3. Connecting to the participant nodes

before we can trigger the split learning process, we have to connect the participant nodes to the initiator
this is done by an API call to the initiator that updates the connections-related configuration of the node
we will create a json with the connection information of the 2 participant nodes and use that to update the initiator's config:

def add_connections(ip_port):
    connections = { "connections": []}
    for ip in ip_port:
        for port in ip_port[ip]:
            connection = {
                'http': {
                    'host': ip,
                    'port': port,
                    'useHttps': False
                }
            }
            connections["connections"].append(connection)
    
    return connections

using that function we can build the connections:

ip_port = {
    "host.docker.internal": {
        "18082",            # port for weave_node2
        "18083"             # port for weave_node3
    }
}
connections = add_connections(ip_port)

the connections variable contains the json objects representing the connection configuration to the 2 participant nodes, i.e. weave_node2 and weave_node3
we will use this to update the initiator node's config:

path = ["peers", "connections"]
reply = nodeApi.updateConfig(session, json.dumps(path), connections).get()

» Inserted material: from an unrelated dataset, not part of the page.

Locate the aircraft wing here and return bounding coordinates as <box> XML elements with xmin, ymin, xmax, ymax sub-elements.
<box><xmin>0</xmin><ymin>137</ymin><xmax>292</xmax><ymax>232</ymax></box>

4. Triggering split learning with the initiator node

now that the two participants are connected to the initiator, we can use initiator to trigger split learning, using the parameters configured above with the following API call:

reply = nodeApi.splitLearn(session, initiator_image, participant_image, SLOptions(False, 120, 2, None, sources, params)).get()
print(reply)

{'res': 'ok', 'target': {'operationType': 'COMPUTE', 'organization': 'weavechain', 'account': 'clientAccount'}, 'data': {'<pubkey1>': {'res': 'ok', 'target': {'operationType': 'COMPUTE', 'organization': 'weavechain', 'account': 'clientAccount'}, 'data': {'output': '{"server_model": "UEsDBBQAA...}}}}}

we can also fetch data lineage for the participants:

reply['data']['<pubkey>']

{
'res': 'ok',
'target': {
    'operationType': 'COMPUTE',
    'organization': 'weavedemo',
    'account': 'weavejTGjcdbUSDtk4Rroiz8qVCSGHo3ejTSZV2wtqRobzNBD'
},
'data': {
    'inputHash': '62ZspnQej3ZUyVBTJXEJHyszrZxCBnAY5Si7P1LT54bM',
    'fees': '{"USDC":0}',
    'writesSignature': 'EmChpWVhPZ2ka8wh1aiwMLfXWQSJjPTxYPbo3zPtxShb8bF6JDrsXkRz5vB4yWNAcMQ37mQs5Wm1FXREh6MKzi4',
    'outputHash': 'BpKDBmiku7eSdFxmztQMSxtYRdAvSFcJw8KXDvK5agJf',
    'outputSignature': '4AoAtD6n19XuMxWnaupAeNVjesgtuVQN9QcctmVHfR724jh4TxNUHsoZ5M6je7a4CVYukDwb8YWjYQTT3KNfxBcX',
    'computeHash': '2h5BQPk2tXaDyeSifJ4aE8AoLFnFhNDK5vYsw6zZYGaf',
    'WEAVE_API_KEY': '97af328d9ae0410daebd32565ca18fdb65b4f2c8220e580d',
    'input': '[{"hash":"bryvIld5WQSYT02rOCVzEh1vmDfqxOCCH9YhkHWmVZg=","scope":"private_csv_files","table":"melanoma"}]',
    'writesHash': '6LfKoQQMqb8fYgA1PwBPKMhFaJ59Fn3DWw6qTRri4zjN',
    'paramsHash': 'HW8t63kVCzdR28fbsoHL6RGe3Tbew8icgGhRQ8WbPJg4',
    'writes': '[]',
    'outputSignatureTs': '3BJbd397vNxYDDKGjQMWH2i6gLM1DR2vA4webNrB4P2CSpNHyeYeBiuSEKgE573rCqx6LzwqKEAiXMyFWEo7w9et',
    'taskId': '8de2735c3b71455f9dbe3150d3a52540',
    'consoleSignature': '4ECkbzB3zFK6tjv5GvyHcQuiwr8JkMXkFtjdjwg3SKvYQJvuPx2zj3RB179231T41vwroDQUKTwV8NUeZsxjHpiX',
    'ts': '1692870682362'
}
}